TOYOTA CITY, 9 Oct - It regularly features in the top five World Cup moments. Rugby World Cup 1995. A young Mike Catt, playing full-back for England, trampled by New Zealand winger Jonah Lomu as he crosses for one of his four tries in the semi-final.
Catt, now Italy backs coach, could be forgiven if the Azzurri’s final pool match with the All Blacks on Saturday stirs painful memories of his own most infamous appearance against them.
Understandable perhaps if Catt never wants to see the clip again. But he looks back fondly on an instant and a player that helped embed rugby union in the collective consciousness.
"I love it," Catt said, a World Cup winner in 2003. "The whole competition was brilliant. It was my first World Cup. We'd beaten Australia the week before, won with a drop goal by Rob Andrew.

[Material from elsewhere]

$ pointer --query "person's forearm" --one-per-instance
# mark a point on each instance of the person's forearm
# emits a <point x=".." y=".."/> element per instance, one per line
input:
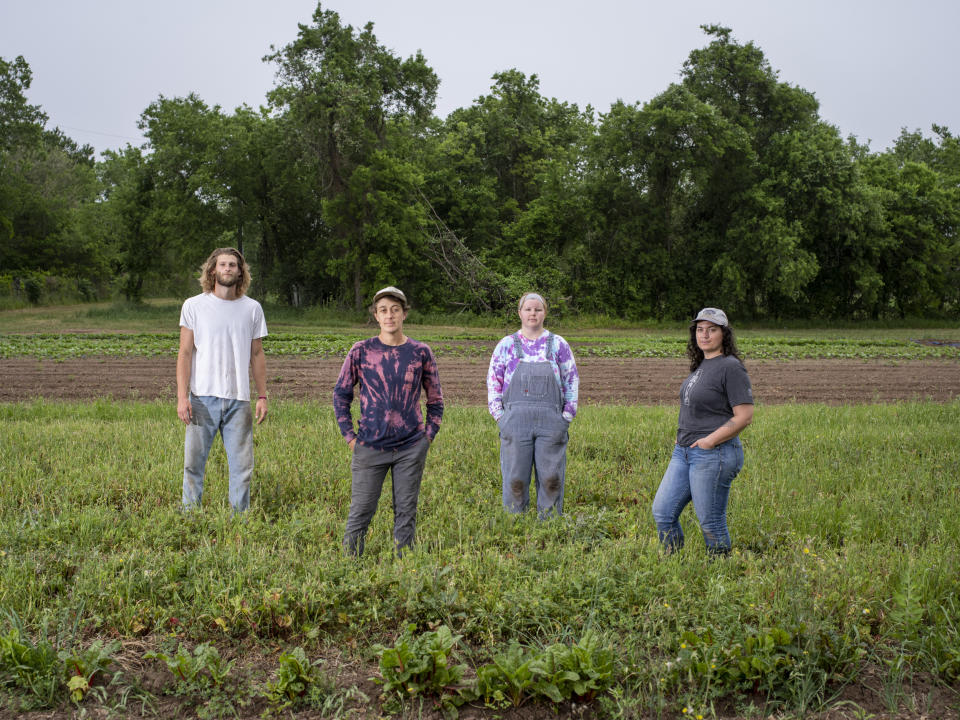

"I'd played in most of the games, but then along came the big man and he ran over (Scotland full-back) Gavin Hastings, and then ran over me.
"I did everything right, other than Will Carling tap-tackling him and making him stumble towards me. The three times after that he just ran around me."
That year, New Zealand lost to South Africa in an unforgettable final in Johannesburg, the closest Lomu came to a winner's medal. He reached the semi-finals in 1999 before health problems began to catch up with him ahead of the 2003 tournament in Australia.
"He is one of the guys you wanted to win a medal because he changed the face of rugby overnight," Catt said.
"I next saw him in 1997 at Manchester United and they put him right opposite me from a scrum. Luckily, he didn't have a run-up, so I bubble gum-tackled him."
Japan 2019 is Catt's sixth World Cup. He played in four, and was part of the England coaching team in 2015.
It is his first tournament away from the England set-up and if Italy do not win with a bonus point - and deny New Zealand any points - and fail to reach the quarter-finals, then the match will be his final involvement with the Azzurri before he takes up a similar post with Ireland.
"It has been very different. I love World Cups. They are a bit of a drug.
"For me, it has been really interesting in getting myself out of my comfort zone and looking at rugby in a different way. For me, it will be very beneficial to have worked with some of these guys."